Data Warehouse deployment architecture to support connections from anywhere
Public Routing - Overview
This the most basic architecture that we recommend to be used with Amazon Redshift, where connections are routed into Amazon Virtual Private Cloud (VPC) via routing to public IP addresses. Use this architecture when you want a simple environment for connecting end users without setting up DirectConnect*.
Walkthrough of the Architecture
- In this architecture, we deploy Redshift to VPC, as will be the case for all our other architectures. Redshift is created in a public VPC Subnet in the AZ of your choice
- In order to create the cluster, we must configure a Cluster Subnet Group, which identifies the list of subnets where we want to run the cluster. It is a best practice to create cluster Subnet Groups that span Availability Zones (AZ). In the extremely unlikely case that an AZ goes offline, having your Cluster Subnet Group span AZ’s will make it very easy to replace the cluster in another AZ with the same security architecture and routing rules. This diagram shows just 2 AZ’s, but you can extend across as many AZ’s as you wish to use in a Region. Your VPC has an Internet Gateway attached, and connections for your Routing table send all 0.0.0.0/0 traffic to the Internet Gateway
- The Redshift Security Group is configured to allow connections only from itself, as well as any CIDR blocks you would like to configure for your office locations, where direct database connections are used
- Connections to your environment can be made by your end users using Amazon Workspaces, a powerful Virtual Desktop Interface (VDI) in the Cloud. This gives you the ability to present all of your third party reporting tools via a managed applicaiton environment. You may also offer Bastion Hosts or Remote Desktop based Instances using EC2 in order to administer your environment.
Proxy Routing - Overview
This the most basic architecture that we recommend to be used with Amazon Redshift, where connections are routed into Amazon Virtual Private Cloud (VPC) via routing to public IP addresses. Use this architecture when you want a simple environment for connecting end users without setting up DirectConnect.

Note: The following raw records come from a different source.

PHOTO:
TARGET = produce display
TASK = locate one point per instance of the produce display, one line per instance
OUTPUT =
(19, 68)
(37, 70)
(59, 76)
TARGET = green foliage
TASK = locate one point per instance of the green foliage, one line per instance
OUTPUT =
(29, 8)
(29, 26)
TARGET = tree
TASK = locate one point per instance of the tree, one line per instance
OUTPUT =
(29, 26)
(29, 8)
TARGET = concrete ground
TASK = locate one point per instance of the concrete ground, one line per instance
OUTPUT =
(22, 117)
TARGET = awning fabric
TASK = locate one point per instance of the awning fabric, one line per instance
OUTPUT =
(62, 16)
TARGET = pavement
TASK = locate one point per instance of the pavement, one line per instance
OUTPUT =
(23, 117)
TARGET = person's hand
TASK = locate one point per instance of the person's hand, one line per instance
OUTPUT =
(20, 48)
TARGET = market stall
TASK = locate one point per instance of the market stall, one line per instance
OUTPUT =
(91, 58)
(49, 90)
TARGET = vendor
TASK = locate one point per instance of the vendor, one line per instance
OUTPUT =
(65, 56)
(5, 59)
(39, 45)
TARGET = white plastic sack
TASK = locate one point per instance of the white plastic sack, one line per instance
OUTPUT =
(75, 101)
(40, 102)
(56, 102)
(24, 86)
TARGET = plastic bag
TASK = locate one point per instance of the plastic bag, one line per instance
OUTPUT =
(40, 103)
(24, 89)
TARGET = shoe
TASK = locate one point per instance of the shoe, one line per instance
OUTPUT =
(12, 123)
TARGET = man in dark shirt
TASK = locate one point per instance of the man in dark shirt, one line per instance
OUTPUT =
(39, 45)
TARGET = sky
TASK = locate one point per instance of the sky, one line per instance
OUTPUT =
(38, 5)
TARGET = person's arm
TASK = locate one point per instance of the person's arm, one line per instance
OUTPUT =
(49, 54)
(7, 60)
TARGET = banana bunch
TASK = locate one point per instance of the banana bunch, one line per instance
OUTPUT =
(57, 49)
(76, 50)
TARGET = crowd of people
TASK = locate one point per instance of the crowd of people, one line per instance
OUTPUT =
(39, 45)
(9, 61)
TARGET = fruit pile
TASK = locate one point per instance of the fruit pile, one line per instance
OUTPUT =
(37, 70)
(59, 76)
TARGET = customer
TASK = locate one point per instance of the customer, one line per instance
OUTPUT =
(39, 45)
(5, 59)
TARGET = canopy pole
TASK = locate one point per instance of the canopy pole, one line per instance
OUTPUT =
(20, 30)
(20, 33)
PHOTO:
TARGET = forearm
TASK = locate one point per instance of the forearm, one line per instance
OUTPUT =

Walkthrough of the Architecture
- In this architecture, rather than deploying to public subnets, we recommend that Redshift be run in private subnets, which gives you the maximum security and control over how connections are made to the Cluster.
- In this architeture, our Cluster Subnet group spans only the private subnets in our VPC
- For this architecture, you’ll create a more advanced VPC Routing Table that will allow connections to resources in Public Subnets from the Internet Gateway, but only allow connections to the Private Subnets from Public Subnets.
- As with the previous architecture, connections by end users can be made via Amazon Workspaces, or Bastion hosts. In this architectre, direct external connections to the Redshift cluster must be tunneled via SSH, which provides an extra level of security and authentication for connections from outside the VPC. Most advanced query tools support SSH tunnels.
- Web connections made from your end users will terminate on an Application Load Balancer (ALB) which is presented in a Public Subnet. This allows your third-party reporting servers (such as Tableau or Looker) to be deployed into Private Subnets, and increases the control you have over where connections originate and how they are handled. In some cases, the third-party software vendor may not support ALB, in which case you can use a Classic Load Balancer (ELB) instead.
- Your Redshift Cluster, Reporting Server, Workspaces, Bastion/RDP Hosts and ALB can all share a VPC Security Group, which is a software filewall that allows connections only from members of the group, and on only the ports that you configure.
- When Redshift connects to Amazon S3, it will route out of your VPC via an Internet Gateway, where it will then hit the S3 endpoint for the specified region.
Please NOTE that with the public routing architecture, you will assign your Redshift cluster a public IP address. It is important to use Redshift’s security features to ensure that only authorised users access the cluster. You should:
- Use VPC and/or EC2 Security Groups to only authorised expected CIDR blocks to create inbound connections, and only using the configured Redshift port (default 5439)
- Configure encryption in transit using SSL only client connections
- Consider configuring non-VPC based connections to use the Redshift-IAM SSO authentication feature, where authorisation to Redshift is performed via your Corporate Identity Provider (such as Microsoft Active Directory or LDAP) and only temporary access credentials are granted to end users.